Cientistas estudaram os cérebros de 17 jovens viciados em internet e descobriram diferenças na massa branca - parte do cérebro que contém fibras nervosas - dos viciados na rede em comparação a pessoas não-viciadas.


A análise de exames de ressonância magnética revelou alterações nas partes do cérebro relacionadas a emoções, tomada de decisão e autocontrole.

"Os resultados também indicam que o vício em internet pode partilhar mecanismos psicológicos e neurológicos com outros tipos de vício e distúrbios de controle de impulso", disse o líder do estudo Hao Lei, da Academia de Ciências da China.


Computadores

A pesquisa analisou o cérebro de 35 homens e mulheres entre 14 e 21 anos. Entre eles, 17 foram classificados como tendo Desordem de Dependência da Internet, após responder perguntas como "Você fez repetidas tentativas mal-sucedidas de controlar, diminuir ou suspender o uso da internet?"

Os resultados então descritos na publicação científica Plos One, que poderiam levar a novos tratamentos para vícios, foram similares aos encontrados em estudos com viciados em jogos eletrônicos.

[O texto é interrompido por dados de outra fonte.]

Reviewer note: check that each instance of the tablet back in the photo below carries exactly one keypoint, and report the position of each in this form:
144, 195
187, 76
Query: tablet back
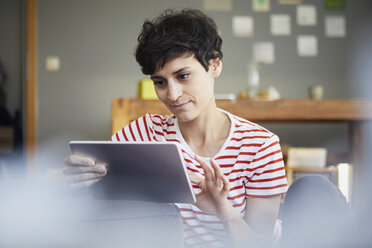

"Pela primeira vez, dois estudos mostram mudanças nas conexões neurais entre áreas do cérebro, assim como mudanças na função cerebral, de pessoas que usam a internet ou jogos eletrônicos com frequência", disse Gunter Schumann, do Instituto de Psiquiatria do King's College, em Londres.

O estudo chinês também foi classificado de "revolucionário" pela professora de psiquiatria do Imperial College London Henrietta Bowden-Jones.

"Finalmente ouvimos o que os médicos já suspeitavam havia algum tempo, que anormalidade na massa branca no córtex orbitofrontal e outras áreas importantes do cérebro está presente não apenas em vícios nas quais substâncias estão envolvidas, mas também nos comportamentais, como a dependência de internet."